= Larry Greenfield =

American Republican Jewish activist and political commentator

Larry Greenfield (January 29, 1962 – January 28, 2022) was an American public intellectual, political commentator, wealth advisor, and columnist. He was a fellow at the Claremont Institute in Claremont, California and the Founding Executive Director of the Reagan Legacy Foundation. With a background in business, law, the military, politics, and policy. Greenfield lectured widely on such topics as American foreign policy, missile defense, and the Arab-Israeli conflict as well as domestic political issues. Larry Greenfield was a longtime Republican Jewish activist. On February 9, 2012, he was named National Executive Director of the Jewish Institute for National Security Affairs in Washington. In 2013, Greenfield returned to California to manage the Los Angeles office of Arete Wealth Management. Greenfield then launched a successful private practice, Greenfield Wealth Management, in Woodland Hills, California.

==Early life and education ==
Greenfield was born in Long Beach, California the son of Judge Leslie H. Greenfield and Alice (née: Lieberman). He graduated from the University of California at Berkeley (1983) in three years as Class Speaker and earned his J.D. degree from the Georgetown University Law Center in Washington, D.C. (1986).

==Career==
Admitted to the California bar in 1987, Greenfield worked in law and business in Los Angeles, CA. He also served in the Armed Forces of the United States in Naval Intelligence Reserves. He was California Director of the Republican Jewish Coalition (2004–2008) and was a member of the executive committee of the California Republican Party.

Greenfield was a fellow of the Claremont Institute and the American Freedom Alliance. He was the Founding Executive Director of the Reagan Legacy Foundation, a non-profit educational foundation promoting the life, legacy, and leadership of former President Ronald Reagan.

Greenfield was a frequent lecturer and debater on foreign policy issues, including the Middle East conflict and the West's response to the rise of radical Islam. He also addressed such domestic issues as energy, economy, education, and mass culture. Greenfield delivered some 100 lectures annually to civic, student, conference and political groups.

Greenfield commented frequently in the media, including regular appearances on such popular radio stations as San Francisco's KSFO, San Diego's KCBQ, Palm Springs' KNWZ, and Los Angeles' KKLA. At The Claremont Institute, he produced a weekly podcast, BEDROCK with Larry Greenfield.

Greenfield was a strong critic of the left for "opposing parents and students seeking school choice and competition, the elderly seeking health care choice, and younger workers and small businesses seeking entitlement reform and personal retirement savings plans."

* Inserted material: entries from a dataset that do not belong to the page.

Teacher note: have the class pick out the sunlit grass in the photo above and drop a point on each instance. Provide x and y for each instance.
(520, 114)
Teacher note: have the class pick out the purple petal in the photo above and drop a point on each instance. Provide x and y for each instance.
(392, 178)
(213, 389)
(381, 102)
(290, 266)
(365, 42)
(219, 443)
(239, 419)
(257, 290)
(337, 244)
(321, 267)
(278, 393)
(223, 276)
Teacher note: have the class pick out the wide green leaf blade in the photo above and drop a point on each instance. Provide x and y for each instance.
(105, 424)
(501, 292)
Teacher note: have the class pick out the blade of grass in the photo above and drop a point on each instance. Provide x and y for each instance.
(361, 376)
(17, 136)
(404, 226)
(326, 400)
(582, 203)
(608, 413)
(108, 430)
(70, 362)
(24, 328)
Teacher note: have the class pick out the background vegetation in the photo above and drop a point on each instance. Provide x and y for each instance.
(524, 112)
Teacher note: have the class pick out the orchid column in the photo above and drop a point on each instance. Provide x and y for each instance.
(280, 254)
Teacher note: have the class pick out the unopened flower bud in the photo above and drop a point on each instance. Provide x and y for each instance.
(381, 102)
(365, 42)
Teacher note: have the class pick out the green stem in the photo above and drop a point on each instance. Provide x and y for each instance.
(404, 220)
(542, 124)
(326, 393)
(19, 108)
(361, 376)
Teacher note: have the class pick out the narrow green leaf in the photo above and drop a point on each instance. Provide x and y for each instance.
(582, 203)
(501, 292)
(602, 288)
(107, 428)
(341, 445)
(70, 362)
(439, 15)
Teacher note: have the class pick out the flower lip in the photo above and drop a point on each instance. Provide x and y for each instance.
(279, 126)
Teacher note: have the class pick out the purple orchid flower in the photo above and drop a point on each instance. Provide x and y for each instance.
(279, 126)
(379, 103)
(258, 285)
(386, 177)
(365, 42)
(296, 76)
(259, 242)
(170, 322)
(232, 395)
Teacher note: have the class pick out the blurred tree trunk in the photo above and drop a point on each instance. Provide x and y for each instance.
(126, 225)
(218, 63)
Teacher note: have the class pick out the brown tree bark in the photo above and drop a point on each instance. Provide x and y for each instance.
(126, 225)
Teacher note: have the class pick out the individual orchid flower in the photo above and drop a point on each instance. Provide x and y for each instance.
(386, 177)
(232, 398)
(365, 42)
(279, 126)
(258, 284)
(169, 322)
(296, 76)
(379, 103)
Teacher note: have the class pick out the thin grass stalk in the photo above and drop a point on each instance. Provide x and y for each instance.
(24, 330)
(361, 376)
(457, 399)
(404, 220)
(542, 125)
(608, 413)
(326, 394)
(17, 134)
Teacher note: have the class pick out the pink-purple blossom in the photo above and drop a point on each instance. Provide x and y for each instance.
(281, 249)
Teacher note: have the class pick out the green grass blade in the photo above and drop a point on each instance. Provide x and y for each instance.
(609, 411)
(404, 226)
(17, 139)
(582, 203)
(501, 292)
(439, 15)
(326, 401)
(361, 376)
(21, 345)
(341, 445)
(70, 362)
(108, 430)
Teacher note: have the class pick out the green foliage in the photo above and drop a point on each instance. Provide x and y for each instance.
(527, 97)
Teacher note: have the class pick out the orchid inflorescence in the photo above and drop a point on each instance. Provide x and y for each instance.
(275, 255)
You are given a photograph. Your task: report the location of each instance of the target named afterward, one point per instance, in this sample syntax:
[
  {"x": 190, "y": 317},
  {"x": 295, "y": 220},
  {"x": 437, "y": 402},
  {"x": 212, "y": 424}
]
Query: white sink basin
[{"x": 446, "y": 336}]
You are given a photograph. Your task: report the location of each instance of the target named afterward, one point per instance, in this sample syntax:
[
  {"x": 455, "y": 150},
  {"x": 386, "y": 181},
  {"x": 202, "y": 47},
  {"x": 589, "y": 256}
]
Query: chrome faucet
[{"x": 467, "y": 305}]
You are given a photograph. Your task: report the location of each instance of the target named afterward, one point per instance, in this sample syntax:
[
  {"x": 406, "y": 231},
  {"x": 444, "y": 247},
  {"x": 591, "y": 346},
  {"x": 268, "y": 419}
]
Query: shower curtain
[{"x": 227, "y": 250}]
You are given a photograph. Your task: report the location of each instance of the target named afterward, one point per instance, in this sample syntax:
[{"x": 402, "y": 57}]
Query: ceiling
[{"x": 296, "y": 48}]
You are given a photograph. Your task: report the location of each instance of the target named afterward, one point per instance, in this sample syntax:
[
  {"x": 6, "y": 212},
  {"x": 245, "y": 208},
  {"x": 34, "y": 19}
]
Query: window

Greenfield was a noted advocate for capital punishment under certain circumstances. He spoke out on national television against clemency for Stanley Tookie Williams, whom he claims did not admit nor repent for his murders nor for being a founder of the Crips supergang. Governor Schwarzenegger denied the appeal for clemency. Williams was executed.

Greenfield served on the advisory board of the Endowment for Middle East Truth and on the Board of the Israel-Christian Nexus.

==Death==
Greenfield died on January 28, 2022.